Getting Started

Introduction

cuBLASMp aims to provide GPU-accelarated PBLAS-like basic linear algebra functionality.
cuBLASMp leverages the 2D block cyclic data layout for load balancing and to maximize compatibility with PBLAS routines.
The library assumes the data is available on the device memory. It is the responsibility of the developer to allocate memory and to copy data between GPU memory and CPU memory using standard CUDA runtime APIs, such as cudaMallocAsync(), cudaFreeAsync(), cudaMemcpyAsync(), etc.

Hardware and Software requirements

GPU Architectures

Volta (SM 7.0), Ampere (SM 8.0), Hopper (SM 9.0)

CUDA

11.8.0, 12.2.2

CPU architectures

x86_64, arm64-sbsa

Operating System

Linux

  • Recommended NVIDIA Infiniband solutions for accelerated inter-node communication

Required packages

Recommended packages

Synchronous Execution

Currently, cuBLASMp computational routines are blocking with respect to the host. Once the routine finishes it will return the control to the user and the result will be available on the device without further synchronisation required. This constraint will be relaxed in future releases.

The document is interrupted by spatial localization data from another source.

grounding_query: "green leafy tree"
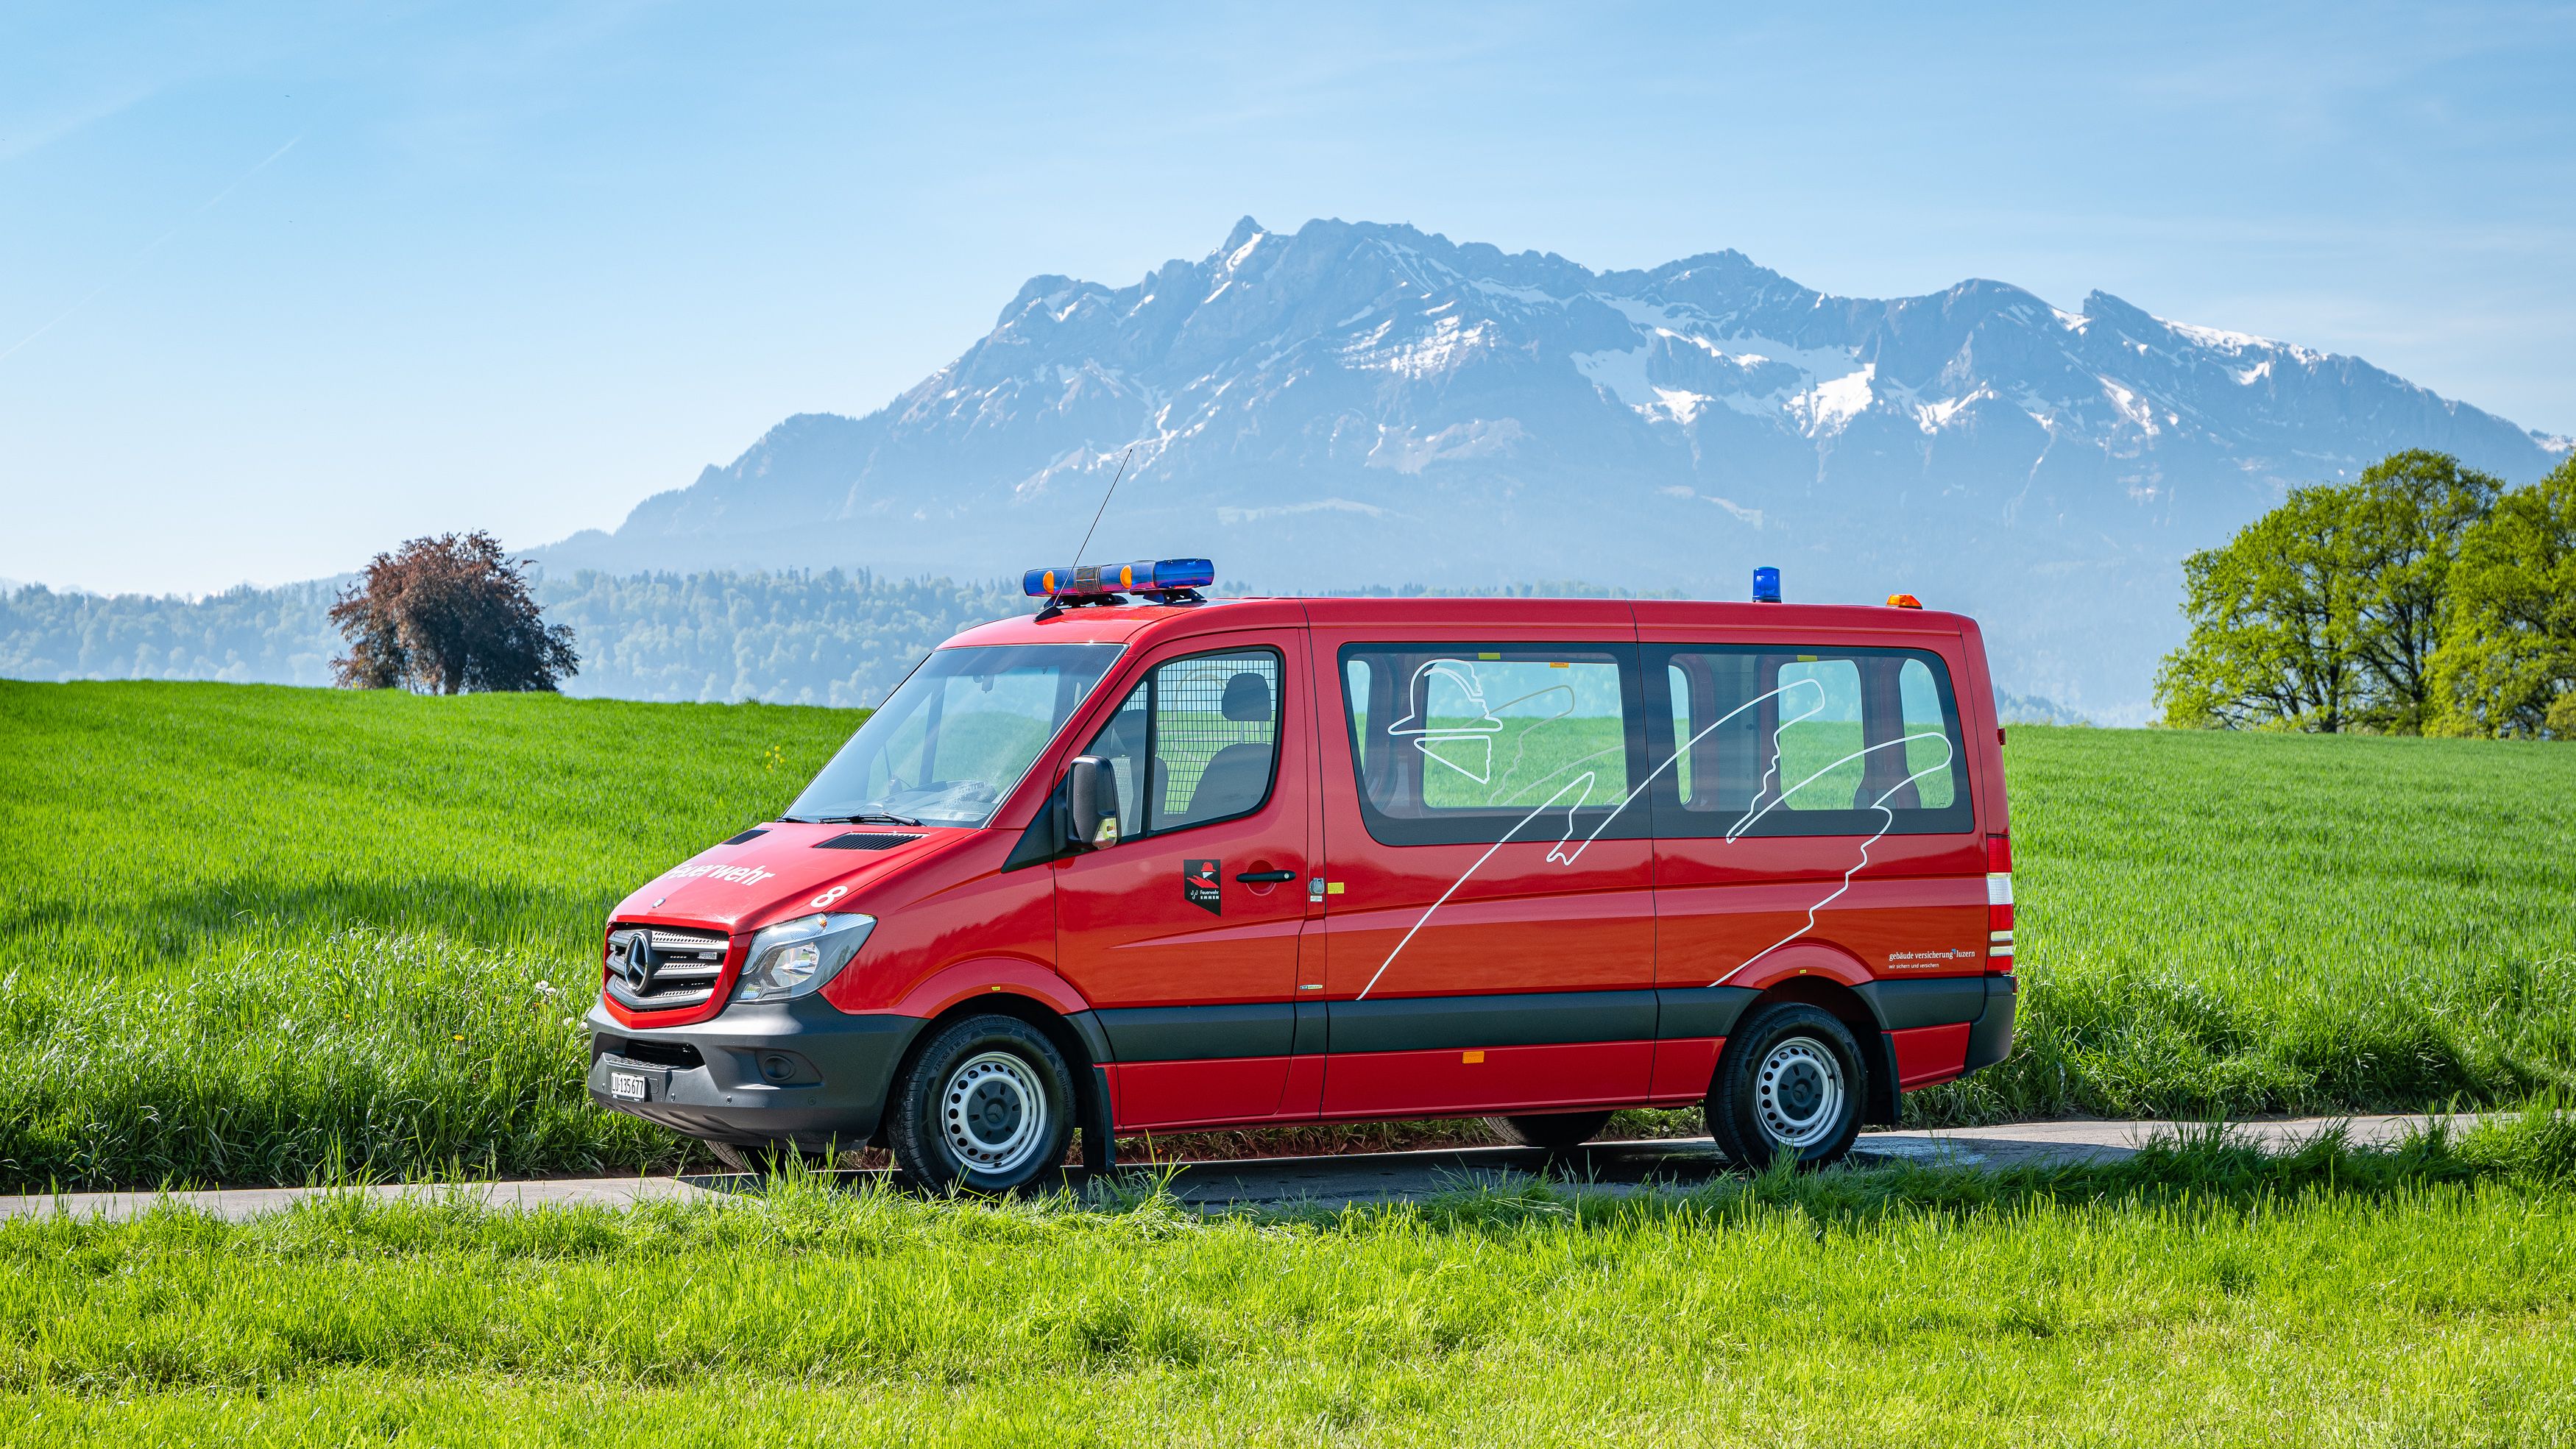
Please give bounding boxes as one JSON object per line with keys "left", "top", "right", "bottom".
{"left": 2156, "top": 483, "right": 2371, "bottom": 731}
{"left": 2430, "top": 457, "right": 2576, "bottom": 739}
{"left": 2341, "top": 450, "right": 2501, "bottom": 731}
{"left": 2158, "top": 450, "right": 2503, "bottom": 732}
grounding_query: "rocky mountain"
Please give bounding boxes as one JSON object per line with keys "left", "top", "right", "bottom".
{"left": 542, "top": 217, "right": 2566, "bottom": 718}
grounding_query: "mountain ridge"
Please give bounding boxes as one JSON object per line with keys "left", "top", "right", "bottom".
{"left": 541, "top": 217, "right": 2561, "bottom": 717}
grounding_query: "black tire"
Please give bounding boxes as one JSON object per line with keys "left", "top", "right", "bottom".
{"left": 886, "top": 1014, "right": 1078, "bottom": 1193}
{"left": 1484, "top": 1110, "right": 1615, "bottom": 1152}
{"left": 1706, "top": 1003, "right": 1867, "bottom": 1169}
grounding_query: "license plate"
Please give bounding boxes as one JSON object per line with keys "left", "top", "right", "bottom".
{"left": 608, "top": 1069, "right": 650, "bottom": 1102}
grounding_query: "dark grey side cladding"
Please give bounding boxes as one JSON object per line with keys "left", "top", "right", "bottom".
{"left": 1653, "top": 985, "right": 1761, "bottom": 1039}
{"left": 1855, "top": 977, "right": 1991, "bottom": 1031}
{"left": 1094, "top": 1002, "right": 1295, "bottom": 1063}
{"left": 1327, "top": 990, "right": 1659, "bottom": 1054}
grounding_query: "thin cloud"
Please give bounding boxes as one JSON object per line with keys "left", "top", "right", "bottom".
{"left": 0, "top": 84, "right": 158, "bottom": 165}
{"left": 0, "top": 133, "right": 302, "bottom": 367}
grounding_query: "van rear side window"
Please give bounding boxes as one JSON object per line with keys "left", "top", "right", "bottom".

Data Layout of Local Matrices

cuBLASMp assumes that local matrices are stored in column-major format.

Workflow

cuBLASMp’s workflow can be broken down as follows:
1. Bootstrap CAL communicator: cal_comm_create().
2. Initialize the library handle: cublasMpCreate().
3. Initialize grid descriptors: cublasMpGridCreate().
4. Initialize matrix descriptors: cublasMpMatrixDescriptorCreate().
5. Query the host and device buffer sizes for a given routine.
6. Allocate host and device workspace buffers for a given routine.
6. Execute the routine to perform the desired computation.
7. Synchronize local stream to make sure the result is available, if required: cal_stream_sync().
8. Deallocate host and device workspace.
9. Destroy matrix descriptors: cublasMpMatrixDescriptorDestroy().
10. Destroy grid descriptors: cublasMpGridDestroy().
11. Destroy cuBLASMp library handle: cublasMpDestroy().
12. Destroy CAL library handle: cal_comm_destroy().

Code Samples

Code samples can be found in the CUDALibrarySamples repository.